Ivan : Merci pour tes éclairages très intéressants. Je ne suis pas sûr que ce que tu me dis apparaisse dans la
pièce. Deux exemples :
- une mère/sorcière redevenue femme/louve pourrait être très belle et féminine (même agée) mais le spectateur repart avec l'image qu'elle est devenue une horrible clocharde au cheveux
filasses qui hurle dans la forêt...?
- au dernier tableau il n'y a pas de changement de costume, de coiffure ou de maquillage et on a l'impression visuelle que ces femmes n'ont pas évolué...?
Enfin, quand je parlais de la place de l'homme dans la pièce c'est parce que j'essayais de répondre aux questions de mon amie Valérie "comment tu prends cette pièce en tant qu'homme? " et "vers
la quelle de ces femmes irais-tu ?". En fait, je crois qu'il n'y a pas d'entrée pour le spectateur homme. Il n'y a pas de séduction et la féminité et la sexualité sont absentes (ou réprimées)
chez ces femmes. En fait, la femme qui manque sur scène serait peut-être celle qui les rassembleraient toutes, c'est à dire... l'auteur maquillée et en pull rose...? :)
Carole : Oh lala c'est terrible ce que tu m'écris! mais la femme-loup est une horrible sorcière clochardisée
parce qu'elle ne s'est pas encore retransformée en louve, elle se l'interdit (et puis de toute façon on lui a volé sa peau donc ça lui est impossible) et en même temps plus rien ne la tient des
artifices qu'elle avait construit, de son petit royaume de "femme-reine". Je pense qu'elle redevient à la fin une louve magnifique, et on entend son hurlement à la fin... Enfin c'est mon
interprétation. Quant aux costumes des petites à la fin, tu as raison, et je n'y avais pas pensé, c'est une très bonne remarque! Je vais inventer un manteau pour Chérie Rose et une veste et un
pantalon pour Angel Ange. Tu as raison!
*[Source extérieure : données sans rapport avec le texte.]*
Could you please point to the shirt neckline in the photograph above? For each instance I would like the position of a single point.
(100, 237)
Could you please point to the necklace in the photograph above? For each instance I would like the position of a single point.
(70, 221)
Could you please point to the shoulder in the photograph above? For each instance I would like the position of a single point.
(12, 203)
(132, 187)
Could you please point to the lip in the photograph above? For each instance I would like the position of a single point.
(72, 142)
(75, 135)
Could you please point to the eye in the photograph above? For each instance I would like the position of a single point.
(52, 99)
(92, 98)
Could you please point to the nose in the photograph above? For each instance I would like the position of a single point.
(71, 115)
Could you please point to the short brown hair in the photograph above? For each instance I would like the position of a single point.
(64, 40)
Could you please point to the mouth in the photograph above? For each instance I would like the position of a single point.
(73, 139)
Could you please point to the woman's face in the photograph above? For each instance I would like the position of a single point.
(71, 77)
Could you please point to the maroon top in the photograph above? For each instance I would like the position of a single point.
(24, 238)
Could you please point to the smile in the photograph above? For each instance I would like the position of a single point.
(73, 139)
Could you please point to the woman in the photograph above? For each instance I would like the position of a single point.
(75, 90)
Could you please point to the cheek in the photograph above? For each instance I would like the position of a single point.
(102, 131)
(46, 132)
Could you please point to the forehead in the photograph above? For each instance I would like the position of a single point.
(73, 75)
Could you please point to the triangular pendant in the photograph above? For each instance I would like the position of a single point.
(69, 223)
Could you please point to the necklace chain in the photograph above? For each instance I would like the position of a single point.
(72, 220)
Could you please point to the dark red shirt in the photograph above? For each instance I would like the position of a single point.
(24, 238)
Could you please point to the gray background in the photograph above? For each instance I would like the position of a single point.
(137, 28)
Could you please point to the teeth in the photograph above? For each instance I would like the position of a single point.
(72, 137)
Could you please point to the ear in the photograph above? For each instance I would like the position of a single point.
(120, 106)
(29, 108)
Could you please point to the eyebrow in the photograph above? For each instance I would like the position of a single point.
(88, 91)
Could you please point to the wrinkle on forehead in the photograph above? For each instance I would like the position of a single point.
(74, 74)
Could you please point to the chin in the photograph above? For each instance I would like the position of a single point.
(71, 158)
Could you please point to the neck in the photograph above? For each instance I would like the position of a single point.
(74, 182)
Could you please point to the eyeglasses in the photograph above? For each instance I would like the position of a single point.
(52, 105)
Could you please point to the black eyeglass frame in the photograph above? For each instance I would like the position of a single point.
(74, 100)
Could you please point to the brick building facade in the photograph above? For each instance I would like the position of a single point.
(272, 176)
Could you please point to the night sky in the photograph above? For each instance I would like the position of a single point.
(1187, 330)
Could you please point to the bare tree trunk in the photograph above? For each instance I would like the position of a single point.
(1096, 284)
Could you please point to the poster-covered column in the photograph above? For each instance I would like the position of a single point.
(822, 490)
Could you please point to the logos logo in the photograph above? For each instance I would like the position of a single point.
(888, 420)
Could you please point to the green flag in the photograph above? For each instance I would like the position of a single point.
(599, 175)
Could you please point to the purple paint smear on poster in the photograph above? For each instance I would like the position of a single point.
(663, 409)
Et si tu n'y trouves pas de femme possible pour un homme, les petits garçons eux y trouvent de quoi se projeter (souvent dans les problèmes d'Angel Ange)
et ça c'est la vraie réussite pour moi de ce spectacle que des petits garçons puissent s'identifier à des filles, alors que tout le temps on demande l'inverse aux enfants et que ça parait si
"naturel" qu'une fille s'identifie à un héros masculin et "contre nature" qu'une garçon s'identifie à une héroïne (au point que ça peut inquiéter des parents flippant pour la sexualité à venir de
leur fils!!!). Et il y a des petits garçons qui ont été très séduits par Chérie Rose et Angel Ange et même parfois (hélas!) par celle dont le nom s'est perdu!
Ivan : Merci pour cet échange riche et rare.